New to the site and it seems this is where I start.

I've roleplayed a little and enjoy the shared experience of creating stories and worlds with others so am here to hopefully continue stirring those creative juices. Just back into playing with words after a few years not writing much, so be gentle  ::): 

I've dabbled more in the Mafia genre yet am open to pretty much anything, as am a fan of fantasy in general and enjoy a challenge. If it gets the imagination going and enlivens the spirit, why not?

I think that covers it. I'll start reading what's out there and when comfortable I'll start getting more involved.

Cheers.  ::):

----------


## Azazeal849

Hi Seraf, welcome to the forum! This is indeed where you start, but hopefully not where you end!

For some places to start reading I can recommend downtown where we have random conversations and silly posting games, or if you'd rather get straight into writing you can browse group RP requests here or check out the 1-on-1 requests section here! 

Don’t be shy about PM-ing one of the moderators (green or blue names) if you have a question or need some help finding writing partners.
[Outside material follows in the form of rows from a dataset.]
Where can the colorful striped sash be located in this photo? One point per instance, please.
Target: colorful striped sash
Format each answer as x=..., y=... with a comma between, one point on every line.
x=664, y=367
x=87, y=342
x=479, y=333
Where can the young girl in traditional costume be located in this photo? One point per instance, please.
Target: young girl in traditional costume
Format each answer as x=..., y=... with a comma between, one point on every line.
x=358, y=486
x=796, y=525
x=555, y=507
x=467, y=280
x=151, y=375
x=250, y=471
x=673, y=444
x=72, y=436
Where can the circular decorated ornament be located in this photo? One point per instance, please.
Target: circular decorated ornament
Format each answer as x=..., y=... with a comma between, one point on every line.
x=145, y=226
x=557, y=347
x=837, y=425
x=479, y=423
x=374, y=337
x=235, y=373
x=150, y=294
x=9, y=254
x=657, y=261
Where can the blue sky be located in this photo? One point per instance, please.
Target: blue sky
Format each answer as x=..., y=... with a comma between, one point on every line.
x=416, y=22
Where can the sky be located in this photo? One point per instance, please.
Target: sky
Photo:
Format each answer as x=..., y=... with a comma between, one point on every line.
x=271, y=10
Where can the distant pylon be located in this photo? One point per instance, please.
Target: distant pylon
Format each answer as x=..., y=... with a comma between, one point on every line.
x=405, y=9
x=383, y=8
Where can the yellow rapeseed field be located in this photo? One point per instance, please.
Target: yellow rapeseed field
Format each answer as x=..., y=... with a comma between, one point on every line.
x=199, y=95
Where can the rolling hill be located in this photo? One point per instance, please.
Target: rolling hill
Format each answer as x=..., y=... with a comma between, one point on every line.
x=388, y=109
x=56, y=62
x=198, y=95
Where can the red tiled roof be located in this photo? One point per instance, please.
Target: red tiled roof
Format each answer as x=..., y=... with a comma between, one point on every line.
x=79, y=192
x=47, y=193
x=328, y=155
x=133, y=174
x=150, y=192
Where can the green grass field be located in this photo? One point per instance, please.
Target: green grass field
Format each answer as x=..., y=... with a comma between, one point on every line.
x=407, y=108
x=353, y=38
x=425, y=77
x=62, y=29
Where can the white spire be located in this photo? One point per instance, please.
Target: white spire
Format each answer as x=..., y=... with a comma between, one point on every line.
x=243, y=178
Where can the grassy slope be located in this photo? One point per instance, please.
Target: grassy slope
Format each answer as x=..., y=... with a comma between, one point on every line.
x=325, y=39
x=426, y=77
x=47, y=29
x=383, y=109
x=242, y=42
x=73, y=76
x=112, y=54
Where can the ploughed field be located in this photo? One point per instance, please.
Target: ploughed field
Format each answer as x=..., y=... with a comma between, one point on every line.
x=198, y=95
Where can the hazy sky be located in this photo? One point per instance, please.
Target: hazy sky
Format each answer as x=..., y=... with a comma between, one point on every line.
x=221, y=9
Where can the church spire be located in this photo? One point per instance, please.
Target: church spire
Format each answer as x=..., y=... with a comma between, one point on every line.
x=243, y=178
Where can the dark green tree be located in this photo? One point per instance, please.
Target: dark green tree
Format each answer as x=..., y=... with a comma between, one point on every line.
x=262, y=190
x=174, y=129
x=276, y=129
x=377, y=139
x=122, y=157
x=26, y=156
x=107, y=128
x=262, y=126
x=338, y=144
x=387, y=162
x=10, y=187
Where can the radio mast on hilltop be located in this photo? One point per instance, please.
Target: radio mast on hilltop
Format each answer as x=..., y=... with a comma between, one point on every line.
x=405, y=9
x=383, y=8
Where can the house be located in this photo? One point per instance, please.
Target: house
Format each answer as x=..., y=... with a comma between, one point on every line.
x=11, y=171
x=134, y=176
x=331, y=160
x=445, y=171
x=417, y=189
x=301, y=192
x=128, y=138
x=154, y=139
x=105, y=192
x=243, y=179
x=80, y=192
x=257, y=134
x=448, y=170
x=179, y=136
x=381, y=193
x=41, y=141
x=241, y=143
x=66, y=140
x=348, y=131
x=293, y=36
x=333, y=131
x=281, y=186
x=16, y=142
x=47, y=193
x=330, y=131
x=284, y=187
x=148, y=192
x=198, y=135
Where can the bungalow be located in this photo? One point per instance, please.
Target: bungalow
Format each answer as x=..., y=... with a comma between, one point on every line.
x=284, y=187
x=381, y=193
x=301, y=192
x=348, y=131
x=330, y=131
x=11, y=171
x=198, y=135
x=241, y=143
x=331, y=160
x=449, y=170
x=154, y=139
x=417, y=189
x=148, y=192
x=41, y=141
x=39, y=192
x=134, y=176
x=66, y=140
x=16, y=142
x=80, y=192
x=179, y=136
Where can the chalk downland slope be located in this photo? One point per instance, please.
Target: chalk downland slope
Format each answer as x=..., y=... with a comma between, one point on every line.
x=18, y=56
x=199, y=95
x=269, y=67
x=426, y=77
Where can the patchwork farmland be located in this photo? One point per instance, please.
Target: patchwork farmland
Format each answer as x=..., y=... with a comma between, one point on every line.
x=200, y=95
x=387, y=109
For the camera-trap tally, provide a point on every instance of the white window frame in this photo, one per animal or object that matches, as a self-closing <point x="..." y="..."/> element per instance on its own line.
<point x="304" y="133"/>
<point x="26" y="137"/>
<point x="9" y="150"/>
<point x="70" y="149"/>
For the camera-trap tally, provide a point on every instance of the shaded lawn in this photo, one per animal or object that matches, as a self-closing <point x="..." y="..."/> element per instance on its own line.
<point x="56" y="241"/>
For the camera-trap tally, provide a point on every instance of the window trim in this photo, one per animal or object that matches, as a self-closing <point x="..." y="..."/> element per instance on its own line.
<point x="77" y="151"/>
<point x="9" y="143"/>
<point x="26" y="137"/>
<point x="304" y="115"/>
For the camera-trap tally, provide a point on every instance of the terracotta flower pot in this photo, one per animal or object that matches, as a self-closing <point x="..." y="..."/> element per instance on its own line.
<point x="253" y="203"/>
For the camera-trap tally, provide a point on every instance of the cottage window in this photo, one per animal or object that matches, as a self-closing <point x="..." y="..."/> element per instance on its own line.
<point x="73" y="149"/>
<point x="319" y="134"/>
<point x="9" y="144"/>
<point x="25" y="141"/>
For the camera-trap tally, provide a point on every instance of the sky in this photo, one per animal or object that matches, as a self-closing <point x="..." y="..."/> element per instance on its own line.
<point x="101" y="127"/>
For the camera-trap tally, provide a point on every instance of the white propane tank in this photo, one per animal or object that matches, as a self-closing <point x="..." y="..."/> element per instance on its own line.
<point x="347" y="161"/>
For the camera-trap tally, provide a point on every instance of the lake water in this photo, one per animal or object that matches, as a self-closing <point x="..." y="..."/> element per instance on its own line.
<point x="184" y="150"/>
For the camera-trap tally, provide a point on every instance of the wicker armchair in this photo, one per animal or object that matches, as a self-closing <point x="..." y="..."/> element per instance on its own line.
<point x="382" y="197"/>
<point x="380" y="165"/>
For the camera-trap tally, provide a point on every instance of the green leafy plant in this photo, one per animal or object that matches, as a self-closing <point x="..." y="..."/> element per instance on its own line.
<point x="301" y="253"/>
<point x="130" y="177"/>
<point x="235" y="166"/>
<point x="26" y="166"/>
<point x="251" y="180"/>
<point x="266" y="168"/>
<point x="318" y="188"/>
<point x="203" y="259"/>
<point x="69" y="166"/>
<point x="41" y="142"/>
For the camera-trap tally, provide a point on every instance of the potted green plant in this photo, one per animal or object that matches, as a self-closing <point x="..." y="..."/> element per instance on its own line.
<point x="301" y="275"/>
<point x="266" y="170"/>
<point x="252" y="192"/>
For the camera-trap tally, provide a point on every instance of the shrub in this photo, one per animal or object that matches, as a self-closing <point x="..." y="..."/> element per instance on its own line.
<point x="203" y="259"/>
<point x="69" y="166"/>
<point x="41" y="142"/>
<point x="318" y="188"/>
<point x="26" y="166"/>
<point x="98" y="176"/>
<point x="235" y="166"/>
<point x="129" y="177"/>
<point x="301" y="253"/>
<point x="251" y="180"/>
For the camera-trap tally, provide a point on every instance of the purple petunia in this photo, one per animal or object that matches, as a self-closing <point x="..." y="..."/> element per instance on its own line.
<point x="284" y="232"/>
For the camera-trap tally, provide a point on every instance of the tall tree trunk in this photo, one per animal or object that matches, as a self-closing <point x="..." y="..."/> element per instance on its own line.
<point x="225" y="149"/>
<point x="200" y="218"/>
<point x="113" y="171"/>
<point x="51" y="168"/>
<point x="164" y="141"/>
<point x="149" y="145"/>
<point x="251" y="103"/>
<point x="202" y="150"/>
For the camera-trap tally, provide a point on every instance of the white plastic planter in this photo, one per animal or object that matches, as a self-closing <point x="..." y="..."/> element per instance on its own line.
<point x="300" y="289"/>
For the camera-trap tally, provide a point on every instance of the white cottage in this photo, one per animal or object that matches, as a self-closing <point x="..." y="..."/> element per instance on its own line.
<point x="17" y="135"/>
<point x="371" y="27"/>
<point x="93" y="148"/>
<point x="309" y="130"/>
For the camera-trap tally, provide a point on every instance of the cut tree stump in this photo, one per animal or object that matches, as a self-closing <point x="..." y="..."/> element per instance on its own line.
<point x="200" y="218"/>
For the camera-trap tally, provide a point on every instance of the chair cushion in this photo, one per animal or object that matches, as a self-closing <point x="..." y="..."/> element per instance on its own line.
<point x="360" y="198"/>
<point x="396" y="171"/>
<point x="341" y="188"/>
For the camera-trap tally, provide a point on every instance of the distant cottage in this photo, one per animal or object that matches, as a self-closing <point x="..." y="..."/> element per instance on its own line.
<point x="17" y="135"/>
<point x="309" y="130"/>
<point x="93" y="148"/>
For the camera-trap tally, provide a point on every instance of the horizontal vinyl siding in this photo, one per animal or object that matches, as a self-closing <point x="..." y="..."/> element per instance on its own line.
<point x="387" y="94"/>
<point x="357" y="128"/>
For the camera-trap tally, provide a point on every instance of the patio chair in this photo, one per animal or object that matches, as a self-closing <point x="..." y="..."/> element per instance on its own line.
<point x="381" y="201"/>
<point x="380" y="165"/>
And if you like it here, please consider giving RPA your vote on the role play site rankings (you can vote every day!)

----------


## Alura

Hello, Seraf! Welcome!  :*blow*:

----------


## Enigma

Welcome to RPA! Mind the squirrels, they're everywhere. Have a fun time!

----------


## InfraredHero

Hello and welcome to RPA, seraf!

Mafia, you say? Well then, where were you on the night of last night? No answer?? Murderer!!!

----------